Tracing of individual neurons was performed using either Fiji or Imaris. For manual tracing of a long TH fiber, a representative fiber was chosen during confocal imaging acquisition and traced by moving the motorized stage and adjusting the z-level. During the tracing, ambiguous crossovers were resolved by obtaining high-magnification subvolume images. After tile-scanning, the target fiber was re-identified from the image volume using Fiji and marked to be displayed in a two-dimensional plane. For the semi-automatic tracing of SMI-312 fibers in a dense region, the entire 800 μm × 800 μm × 150 μm (expanded) dataset was loaded along with a filament tool into a ‘Surpass’ instance using Imaris. An auto path calculation was performed using a single starting point as indicated in Supplementary Video 8. The fiber endpoint was designated by selecting the portion of the fiber exiting the imaged volume. The fiber representation was changed to a cone representation to visualize the filament diameter as well as the tracing path. The tracing fidelity was confirmed by inspection. To trace multiple fibers in a dense region, the full dataset was cropped to the region indicated in Figure 5o using the ‘3D crop’ tool, and similar auto path calculations were performed for each fiber. For traceability comparison between before and after MAP, same tissues before and after MAP processing were imaged at the same resolution near the optical sampling limit with the Leica system and a 25×, 0.95 NA water-immersion objective. Two individuals not involved in imaging acquisition performed manual tracing using auto depth assistance in Imaris, and discordance ratios between manual tracing results before and after MAP processing were calculated.

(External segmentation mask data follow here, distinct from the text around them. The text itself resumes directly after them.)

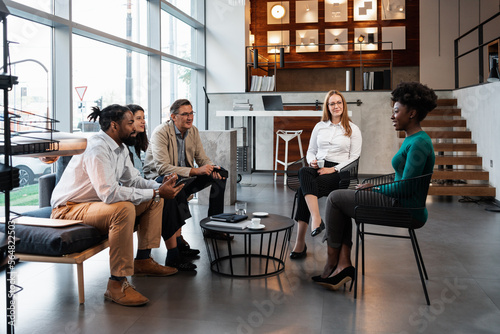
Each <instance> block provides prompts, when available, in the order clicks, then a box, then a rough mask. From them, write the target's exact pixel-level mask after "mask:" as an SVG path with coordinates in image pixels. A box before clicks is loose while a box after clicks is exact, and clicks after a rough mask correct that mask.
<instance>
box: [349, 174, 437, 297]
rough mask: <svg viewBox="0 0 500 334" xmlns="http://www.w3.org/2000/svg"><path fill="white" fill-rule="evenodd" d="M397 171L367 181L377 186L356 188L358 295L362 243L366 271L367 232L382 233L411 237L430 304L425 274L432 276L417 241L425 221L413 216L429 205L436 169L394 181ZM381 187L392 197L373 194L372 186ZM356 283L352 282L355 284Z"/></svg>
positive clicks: (425, 293) (357, 269) (356, 265)
mask: <svg viewBox="0 0 500 334" xmlns="http://www.w3.org/2000/svg"><path fill="white" fill-rule="evenodd" d="M394 176H395V174H388V175H383V176H379V177H375V178H370V179H366V180H364V181H363V183H371V184H373V187H369V188H365V189H360V190H358V191H356V203H357V205H356V208H355V217H354V219H355V220H356V227H357V232H356V264H355V268H356V275H355V280H354V298H356V295H357V283H358V257H359V245H360V244H361V263H362V269H361V271H362V274H363V275H364V274H365V252H364V250H365V247H364V244H365V235H378V236H384V237H394V238H404V239H410V240H411V243H412V246H413V253H414V255H415V260H416V262H417V267H418V272H419V274H420V280H421V282H422V288H423V289H424V294H425V299H426V301H427V305H430V301H429V295H428V294H427V288H426V286H425V281H424V277H425V279H426V280H428V279H429V278H428V276H427V271H426V270H425V265H424V260H423V258H422V253H421V252H420V247H419V245H418V241H417V235H416V234H415V229H418V228H421V227H422V224H421V223H418V222H417V221H415V220H414V219H413V213H416V212H419V211H421V210H423V209H425V201H426V198H427V193H428V190H429V184H430V181H431V177H432V173H431V174H426V175H422V176H419V177H415V178H411V179H406V180H401V181H394ZM377 189H381V190H383V191H384V193H385V194H390V197H391V198H392V202H391V201H387V200H385V201H384V200H382V199H381V197H380V196H372V194H373V192H372V190H377ZM365 225H379V226H389V227H394V228H404V229H407V230H408V236H405V235H397V234H384V233H375V232H366V231H365ZM351 287H352V286H351Z"/></svg>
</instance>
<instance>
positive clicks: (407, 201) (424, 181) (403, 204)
mask: <svg viewBox="0 0 500 334" xmlns="http://www.w3.org/2000/svg"><path fill="white" fill-rule="evenodd" d="M391 175H393V174H389V176H388V178H389V179H390V176H391ZM385 176H387V175H385ZM385 176H383V177H385ZM383 177H382V178H380V177H379V178H376V179H377V181H381V180H383ZM431 177H432V173H430V174H425V175H421V176H417V177H413V178H410V179H405V180H399V181H394V182H387V183H381V184H375V185H373V186H371V187H367V188H364V189H359V190H357V191H356V194H355V202H356V204H358V205H363V206H376V207H389V206H391V207H392V206H399V205H401V206H404V207H411V208H424V207H425V199H426V197H427V192H428V190H429V184H430V181H431ZM372 192H379V193H381V194H383V195H386V196H388V197H390V198H392V199H393V201H392V203H391V202H390V201H387V199H384V198H383V197H381V196H372V195H371V193H372Z"/></svg>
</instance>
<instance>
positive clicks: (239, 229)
mask: <svg viewBox="0 0 500 334" xmlns="http://www.w3.org/2000/svg"><path fill="white" fill-rule="evenodd" d="M251 223H252V222H251V221H249V220H245V221H242V222H239V223H225V222H217V221H209V222H208V223H207V224H206V225H207V226H215V227H227V228H234V229H237V230H244V229H246V228H247V227H248V225H250V224H251Z"/></svg>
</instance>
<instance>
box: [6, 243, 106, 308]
mask: <svg viewBox="0 0 500 334" xmlns="http://www.w3.org/2000/svg"><path fill="white" fill-rule="evenodd" d="M108 247H109V241H108V239H106V240H103V241H102V242H100V243H98V244H97V245H94V246H92V247H90V248H87V249H86V250H84V251H82V252H80V253H72V254H67V255H62V256H48V255H35V254H23V253H17V252H16V256H17V257H18V258H19V259H20V260H21V261H25V262H49V263H70V264H76V271H77V277H78V301H79V302H80V304H83V303H85V290H84V283H83V282H84V280H83V261H85V260H87V259H90V258H91V257H92V256H94V255H96V254H98V253H100V252H101V251H103V250H105V249H106V248H108Z"/></svg>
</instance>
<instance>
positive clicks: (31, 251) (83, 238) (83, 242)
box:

Synaptic and fiber intensity profiles

The regions of interest were imported into Fiji. Lines were drawn perpendicular to the synaptic junction or near the fibers of interest and intensity profiles were obtained with adjusting the line width. For synaptic intensity profiles, two Gaussian distributions were fit to the distinct peaks by simultaneous minimization of the sum of squared residuals. Synaptic densities for bassoon and VGluT2 were calculated from three non-overlapping xy-images (235 μm × 235 μm) of expanded samples. The images were segmented by thresholding, and individual synaptic structures for each channel were counted using the “Analyze Particles” function in Fiji. The synaptic densities were calculated based on the frame area, and the standard deviation was calculated from the 3 replicates.